First of all, Thirteen, I want to say I have great respect for you as an interpreter of this and many other decks. However, I am going to argue my case because I think it will be an interesting thing to do. I do see your points, overall, even though I do not agree with all of them. And certainly I will read the "Queens" thread.
I have a different view of the whole St Mary Red Dress mystique, perhaps because my given name is Magdalin. In the first place I don't consider the prostitution slander to be true. It's based on one ambiguous sentence in one version of the story.
To me this Queen of Pents is not about what she will or will not give up, but more about what all this comfort and luxury costs in other ways. I don't see her soul imperiled at all, but I do see her in this card as isolated, and perhaps lonely.

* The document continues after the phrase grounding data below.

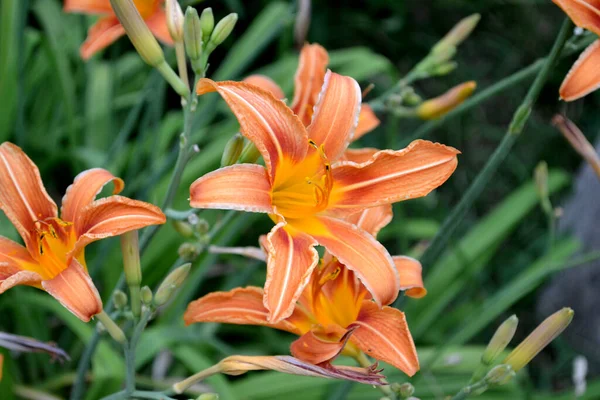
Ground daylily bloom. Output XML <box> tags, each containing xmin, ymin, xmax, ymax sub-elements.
<box><xmin>185</xmin><ymin>206</ymin><xmax>425</xmax><ymax>376</ymax></box>
<box><xmin>190</xmin><ymin>71</ymin><xmax>459</xmax><ymax>322</ymax></box>
<box><xmin>243</xmin><ymin>43</ymin><xmax>381</xmax><ymax>158</ymax></box>
<box><xmin>552</xmin><ymin>0</ymin><xmax>600</xmax><ymax>101</ymax></box>
<box><xmin>0</xmin><ymin>142</ymin><xmax>166</xmax><ymax>321</ymax></box>
<box><xmin>64</xmin><ymin>0</ymin><xmax>173</xmax><ymax>60</ymax></box>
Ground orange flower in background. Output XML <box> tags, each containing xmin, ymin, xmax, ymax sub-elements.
<box><xmin>190</xmin><ymin>71</ymin><xmax>458</xmax><ymax>323</ymax></box>
<box><xmin>64</xmin><ymin>0</ymin><xmax>172</xmax><ymax>60</ymax></box>
<box><xmin>0</xmin><ymin>142</ymin><xmax>166</xmax><ymax>321</ymax></box>
<box><xmin>244</xmin><ymin>43</ymin><xmax>381</xmax><ymax>159</ymax></box>
<box><xmin>552</xmin><ymin>0</ymin><xmax>600</xmax><ymax>101</ymax></box>
<box><xmin>185</xmin><ymin>206</ymin><xmax>424</xmax><ymax>376</ymax></box>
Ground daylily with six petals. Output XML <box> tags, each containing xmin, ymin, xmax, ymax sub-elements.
<box><xmin>189</xmin><ymin>71</ymin><xmax>459</xmax><ymax>323</ymax></box>
<box><xmin>552</xmin><ymin>0</ymin><xmax>600</xmax><ymax>101</ymax></box>
<box><xmin>185</xmin><ymin>206</ymin><xmax>425</xmax><ymax>376</ymax></box>
<box><xmin>64</xmin><ymin>0</ymin><xmax>173</xmax><ymax>60</ymax></box>
<box><xmin>0</xmin><ymin>142</ymin><xmax>166</xmax><ymax>322</ymax></box>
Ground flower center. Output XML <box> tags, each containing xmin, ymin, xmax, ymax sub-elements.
<box><xmin>271</xmin><ymin>140</ymin><xmax>333</xmax><ymax>219</ymax></box>
<box><xmin>32</xmin><ymin>218</ymin><xmax>79</xmax><ymax>280</ymax></box>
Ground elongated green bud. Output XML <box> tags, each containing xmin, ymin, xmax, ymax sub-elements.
<box><xmin>221</xmin><ymin>133</ymin><xmax>245</xmax><ymax>167</ymax></box>
<box><xmin>184</xmin><ymin>7</ymin><xmax>203</xmax><ymax>61</ymax></box>
<box><xmin>209</xmin><ymin>13</ymin><xmax>238</xmax><ymax>48</ymax></box>
<box><xmin>200</xmin><ymin>8</ymin><xmax>215</xmax><ymax>41</ymax></box>
<box><xmin>482</xmin><ymin>315</ymin><xmax>518</xmax><ymax>365</ymax></box>
<box><xmin>239</xmin><ymin>140</ymin><xmax>261</xmax><ymax>164</ymax></box>
<box><xmin>484</xmin><ymin>364</ymin><xmax>515</xmax><ymax>386</ymax></box>
<box><xmin>140</xmin><ymin>286</ymin><xmax>153</xmax><ymax>305</ymax></box>
<box><xmin>154</xmin><ymin>263</ymin><xmax>192</xmax><ymax>306</ymax></box>
<box><xmin>166</xmin><ymin>0</ymin><xmax>185</xmax><ymax>42</ymax></box>
<box><xmin>197</xmin><ymin>394</ymin><xmax>219</xmax><ymax>400</ymax></box>
<box><xmin>113</xmin><ymin>290</ymin><xmax>128</xmax><ymax>310</ymax></box>
<box><xmin>121</xmin><ymin>231</ymin><xmax>141</xmax><ymax>286</ymax></box>
<box><xmin>433</xmin><ymin>13</ymin><xmax>480</xmax><ymax>55</ymax></box>
<box><xmin>109</xmin><ymin>0</ymin><xmax>165</xmax><ymax>66</ymax></box>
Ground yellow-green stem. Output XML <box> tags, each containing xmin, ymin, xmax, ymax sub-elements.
<box><xmin>156</xmin><ymin>60</ymin><xmax>189</xmax><ymax>97</ymax></box>
<box><xmin>95</xmin><ymin>311</ymin><xmax>125</xmax><ymax>344</ymax></box>
<box><xmin>175</xmin><ymin>41</ymin><xmax>190</xmax><ymax>93</ymax></box>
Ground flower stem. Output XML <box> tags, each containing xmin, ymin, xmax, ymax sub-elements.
<box><xmin>415</xmin><ymin>17</ymin><xmax>573</xmax><ymax>273</ymax></box>
<box><xmin>450</xmin><ymin>379</ymin><xmax>488</xmax><ymax>400</ymax></box>
<box><xmin>354</xmin><ymin>352</ymin><xmax>396</xmax><ymax>399</ymax></box>
<box><xmin>95</xmin><ymin>311</ymin><xmax>126</xmax><ymax>344</ymax></box>
<box><xmin>156</xmin><ymin>60</ymin><xmax>189</xmax><ymax>98</ymax></box>
<box><xmin>172</xmin><ymin>364</ymin><xmax>223</xmax><ymax>394</ymax></box>
<box><xmin>175</xmin><ymin>42</ymin><xmax>190</xmax><ymax>93</ymax></box>
<box><xmin>124</xmin><ymin>309</ymin><xmax>153</xmax><ymax>395</ymax></box>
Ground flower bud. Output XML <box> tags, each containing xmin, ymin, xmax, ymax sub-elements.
<box><xmin>239</xmin><ymin>141</ymin><xmax>262</xmax><ymax>164</ymax></box>
<box><xmin>113</xmin><ymin>290</ymin><xmax>128</xmax><ymax>310</ymax></box>
<box><xmin>221</xmin><ymin>133</ymin><xmax>245</xmax><ymax>167</ymax></box>
<box><xmin>140</xmin><ymin>286</ymin><xmax>153</xmax><ymax>305</ymax></box>
<box><xmin>484</xmin><ymin>364</ymin><xmax>515</xmax><ymax>386</ymax></box>
<box><xmin>534</xmin><ymin>162</ymin><xmax>549</xmax><ymax>202</ymax></box>
<box><xmin>154</xmin><ymin>263</ymin><xmax>192</xmax><ymax>306</ymax></box>
<box><xmin>196</xmin><ymin>394</ymin><xmax>219</xmax><ymax>400</ymax></box>
<box><xmin>196</xmin><ymin>219</ymin><xmax>210</xmax><ymax>235</ymax></box>
<box><xmin>209</xmin><ymin>13</ymin><xmax>238</xmax><ymax>48</ymax></box>
<box><xmin>391</xmin><ymin>382</ymin><xmax>415</xmax><ymax>398</ymax></box>
<box><xmin>121</xmin><ymin>231</ymin><xmax>142</xmax><ymax>287</ymax></box>
<box><xmin>200</xmin><ymin>8</ymin><xmax>215</xmax><ymax>41</ymax></box>
<box><xmin>482</xmin><ymin>315</ymin><xmax>518</xmax><ymax>365</ymax></box>
<box><xmin>109</xmin><ymin>0</ymin><xmax>165</xmax><ymax>66</ymax></box>
<box><xmin>552</xmin><ymin>114</ymin><xmax>600</xmax><ymax>180</ymax></box>
<box><xmin>166</xmin><ymin>0</ymin><xmax>185</xmax><ymax>42</ymax></box>
<box><xmin>417</xmin><ymin>81</ymin><xmax>476</xmax><ymax>120</ymax></box>
<box><xmin>503</xmin><ymin>308</ymin><xmax>574</xmax><ymax>372</ymax></box>
<box><xmin>178</xmin><ymin>242</ymin><xmax>201</xmax><ymax>261</ymax></box>
<box><xmin>432</xmin><ymin>61</ymin><xmax>458</xmax><ymax>76</ymax></box>
<box><xmin>173</xmin><ymin>220</ymin><xmax>195</xmax><ymax>238</ymax></box>
<box><xmin>433</xmin><ymin>13</ymin><xmax>480</xmax><ymax>54</ymax></box>
<box><xmin>184</xmin><ymin>7</ymin><xmax>203</xmax><ymax>61</ymax></box>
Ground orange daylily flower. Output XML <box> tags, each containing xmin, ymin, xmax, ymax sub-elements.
<box><xmin>552</xmin><ymin>0</ymin><xmax>600</xmax><ymax>101</ymax></box>
<box><xmin>185</xmin><ymin>206</ymin><xmax>425</xmax><ymax>376</ymax></box>
<box><xmin>190</xmin><ymin>71</ymin><xmax>458</xmax><ymax>323</ymax></box>
<box><xmin>0</xmin><ymin>142</ymin><xmax>166</xmax><ymax>322</ymax></box>
<box><xmin>64</xmin><ymin>0</ymin><xmax>173</xmax><ymax>60</ymax></box>
<box><xmin>243</xmin><ymin>43</ymin><xmax>381</xmax><ymax>149</ymax></box>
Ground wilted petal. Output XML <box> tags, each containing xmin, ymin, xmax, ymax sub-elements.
<box><xmin>80</xmin><ymin>16</ymin><xmax>126</xmax><ymax>60</ymax></box>
<box><xmin>345</xmin><ymin>205</ymin><xmax>393</xmax><ymax>238</ymax></box>
<box><xmin>184</xmin><ymin>286</ymin><xmax>304</xmax><ymax>335</ymax></box>
<box><xmin>393</xmin><ymin>256</ymin><xmax>426</xmax><ymax>298</ymax></box>
<box><xmin>330</xmin><ymin>140</ymin><xmax>459</xmax><ymax>213</ymax></box>
<box><xmin>354</xmin><ymin>105</ymin><xmax>380</xmax><ymax>141</ymax></box>
<box><xmin>0</xmin><ymin>270</ymin><xmax>42</xmax><ymax>294</ymax></box>
<box><xmin>146</xmin><ymin>8</ymin><xmax>174</xmax><ymax>45</ymax></box>
<box><xmin>263</xmin><ymin>223</ymin><xmax>319</xmax><ymax>322</ymax></box>
<box><xmin>0</xmin><ymin>143</ymin><xmax>57</xmax><ymax>251</ymax></box>
<box><xmin>291</xmin><ymin>44</ymin><xmax>329</xmax><ymax>126</ymax></box>
<box><xmin>244</xmin><ymin>75</ymin><xmax>285</xmax><ymax>100</ymax></box>
<box><xmin>352</xmin><ymin>302</ymin><xmax>419</xmax><ymax>376</ymax></box>
<box><xmin>72</xmin><ymin>196</ymin><xmax>165</xmax><ymax>255</ymax></box>
<box><xmin>0</xmin><ymin>332</ymin><xmax>70</xmax><ymax>362</ymax></box>
<box><xmin>63</xmin><ymin>0</ymin><xmax>113</xmax><ymax>14</ymax></box>
<box><xmin>342</xmin><ymin>147</ymin><xmax>379</xmax><ymax>164</ymax></box>
<box><xmin>552</xmin><ymin>0</ymin><xmax>600</xmax><ymax>36</ymax></box>
<box><xmin>290</xmin><ymin>327</ymin><xmax>353</xmax><ymax>365</ymax></box>
<box><xmin>560</xmin><ymin>40</ymin><xmax>600</xmax><ymax>101</ymax></box>
<box><xmin>297</xmin><ymin>216</ymin><xmax>399</xmax><ymax>308</ymax></box>
<box><xmin>41</xmin><ymin>258</ymin><xmax>102</xmax><ymax>322</ymax></box>
<box><xmin>196</xmin><ymin>79</ymin><xmax>308</xmax><ymax>179</ymax></box>
<box><xmin>61</xmin><ymin>168</ymin><xmax>124</xmax><ymax>223</ymax></box>
<box><xmin>190</xmin><ymin>164</ymin><xmax>273</xmax><ymax>213</ymax></box>
<box><xmin>307</xmin><ymin>71</ymin><xmax>362</xmax><ymax>161</ymax></box>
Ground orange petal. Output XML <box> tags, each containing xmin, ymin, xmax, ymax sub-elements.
<box><xmin>560</xmin><ymin>40</ymin><xmax>600</xmax><ymax>101</ymax></box>
<box><xmin>243</xmin><ymin>75</ymin><xmax>285</xmax><ymax>100</ymax></box>
<box><xmin>0</xmin><ymin>235</ymin><xmax>41</xmax><ymax>291</ymax></box>
<box><xmin>80</xmin><ymin>16</ymin><xmax>126</xmax><ymax>60</ymax></box>
<box><xmin>72</xmin><ymin>196</ymin><xmax>166</xmax><ymax>255</ymax></box>
<box><xmin>61</xmin><ymin>168</ymin><xmax>124</xmax><ymax>223</ymax></box>
<box><xmin>0</xmin><ymin>270</ymin><xmax>42</xmax><ymax>294</ymax></box>
<box><xmin>291</xmin><ymin>44</ymin><xmax>329</xmax><ymax>126</ymax></box>
<box><xmin>307</xmin><ymin>71</ymin><xmax>361</xmax><ymax>161</ymax></box>
<box><xmin>393</xmin><ymin>256</ymin><xmax>426</xmax><ymax>298</ymax></box>
<box><xmin>354</xmin><ymin>105</ymin><xmax>380</xmax><ymax>141</ymax></box>
<box><xmin>342</xmin><ymin>147</ymin><xmax>379</xmax><ymax>164</ymax></box>
<box><xmin>184</xmin><ymin>286</ymin><xmax>304</xmax><ymax>334</ymax></box>
<box><xmin>0</xmin><ymin>143</ymin><xmax>58</xmax><ymax>251</ymax></box>
<box><xmin>146</xmin><ymin>8</ymin><xmax>174</xmax><ymax>45</ymax></box>
<box><xmin>263</xmin><ymin>223</ymin><xmax>319</xmax><ymax>322</ymax></box>
<box><xmin>299</xmin><ymin>216</ymin><xmax>399</xmax><ymax>308</ymax></box>
<box><xmin>196</xmin><ymin>79</ymin><xmax>308</xmax><ymax>179</ymax></box>
<box><xmin>290</xmin><ymin>327</ymin><xmax>351</xmax><ymax>365</ymax></box>
<box><xmin>41</xmin><ymin>258</ymin><xmax>102</xmax><ymax>322</ymax></box>
<box><xmin>63</xmin><ymin>0</ymin><xmax>113</xmax><ymax>14</ymax></box>
<box><xmin>344</xmin><ymin>204</ymin><xmax>393</xmax><ymax>238</ymax></box>
<box><xmin>190</xmin><ymin>164</ymin><xmax>274</xmax><ymax>213</ymax></box>
<box><xmin>330</xmin><ymin>140</ymin><xmax>460</xmax><ymax>213</ymax></box>
<box><xmin>351</xmin><ymin>302</ymin><xmax>419</xmax><ymax>376</ymax></box>
<box><xmin>552</xmin><ymin>0</ymin><xmax>600</xmax><ymax>36</ymax></box>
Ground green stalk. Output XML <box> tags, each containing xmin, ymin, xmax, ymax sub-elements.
<box><xmin>416</xmin><ymin>18</ymin><xmax>573</xmax><ymax>272</ymax></box>
<box><xmin>450</xmin><ymin>380</ymin><xmax>488</xmax><ymax>400</ymax></box>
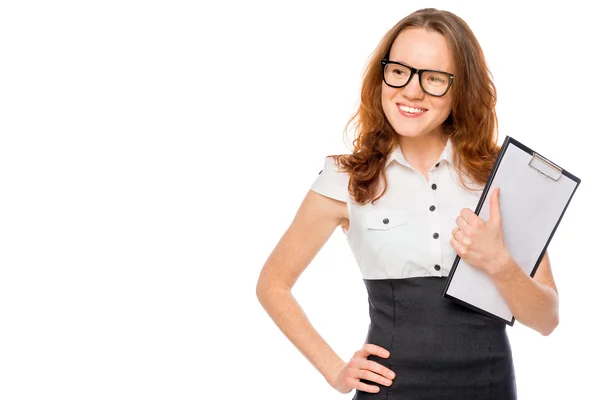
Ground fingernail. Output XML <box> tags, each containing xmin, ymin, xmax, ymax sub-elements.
<box><xmin>387</xmin><ymin>371</ymin><xmax>395</xmax><ymax>378</ymax></box>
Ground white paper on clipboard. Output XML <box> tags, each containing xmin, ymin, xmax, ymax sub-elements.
<box><xmin>443</xmin><ymin>136</ymin><xmax>580</xmax><ymax>325</ymax></box>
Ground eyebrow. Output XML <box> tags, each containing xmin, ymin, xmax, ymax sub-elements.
<box><xmin>388</xmin><ymin>59</ymin><xmax>453</xmax><ymax>74</ymax></box>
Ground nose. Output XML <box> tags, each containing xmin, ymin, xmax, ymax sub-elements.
<box><xmin>401</xmin><ymin>72</ymin><xmax>425</xmax><ymax>100</ymax></box>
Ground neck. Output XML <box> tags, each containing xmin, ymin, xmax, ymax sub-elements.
<box><xmin>398</xmin><ymin>133</ymin><xmax>448</xmax><ymax>170</ymax></box>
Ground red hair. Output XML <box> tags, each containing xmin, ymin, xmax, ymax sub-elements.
<box><xmin>333</xmin><ymin>8</ymin><xmax>500</xmax><ymax>205</ymax></box>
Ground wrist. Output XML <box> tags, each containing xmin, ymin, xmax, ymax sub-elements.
<box><xmin>488</xmin><ymin>249</ymin><xmax>514</xmax><ymax>280</ymax></box>
<box><xmin>324</xmin><ymin>358</ymin><xmax>345</xmax><ymax>386</ymax></box>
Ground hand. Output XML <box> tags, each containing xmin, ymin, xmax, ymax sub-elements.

Where indeed is the charming husband, the happy family and the gilt-edged guarantee that she does not have it in her to give up anything for something greater, be it for love, duty or spirituality? I don't see any of that here, anymore than you see her as emotionally isolated and lonely. Perhaps her reaction to the picture is simply because she thinks it shockingly bad art!

I assume her married because just as there is a Queen of Pentacles in every deck, there is also a King. I don't see her as a victim. Her marriage may not be happy, but nowhere do I see self-pity or weakness in her. I think she may not know or care about the price of everything, but knows the cost of everything that really matters.

I am trying to speak for a different view of the Q of P, which --at least in this deck--is as likely as the traditional one. Look at Henry the VIII's first Queen, Katherine of Aragon. She felt it was her duty to be Queen, and under her sumptuous silks, velvets and brocades wore a hair shirt. She spent hours on her knees every day, praying, and spent most of her discretionary money on Charities of various kinds. Certainly she could be easily seen as a Queen of Pentacles, at least until her husband got the hots for a Sword Maiden. Having it all did not mean having it all, she died in poverty, neglect and squalor because she would not give in to her husband on the religious issue of the legality of their marriage. She was no weakling, and I do not see the BG Queen of Pents as a weakling, either.
I know my view of this card is not the usual picture of the Queen of Pents, but nothing in this deck is the usual picture. It's part of its wonderfulness! I thought it would be interesting to roll with the very non-traditional --but possible--view of this Queen that came to me.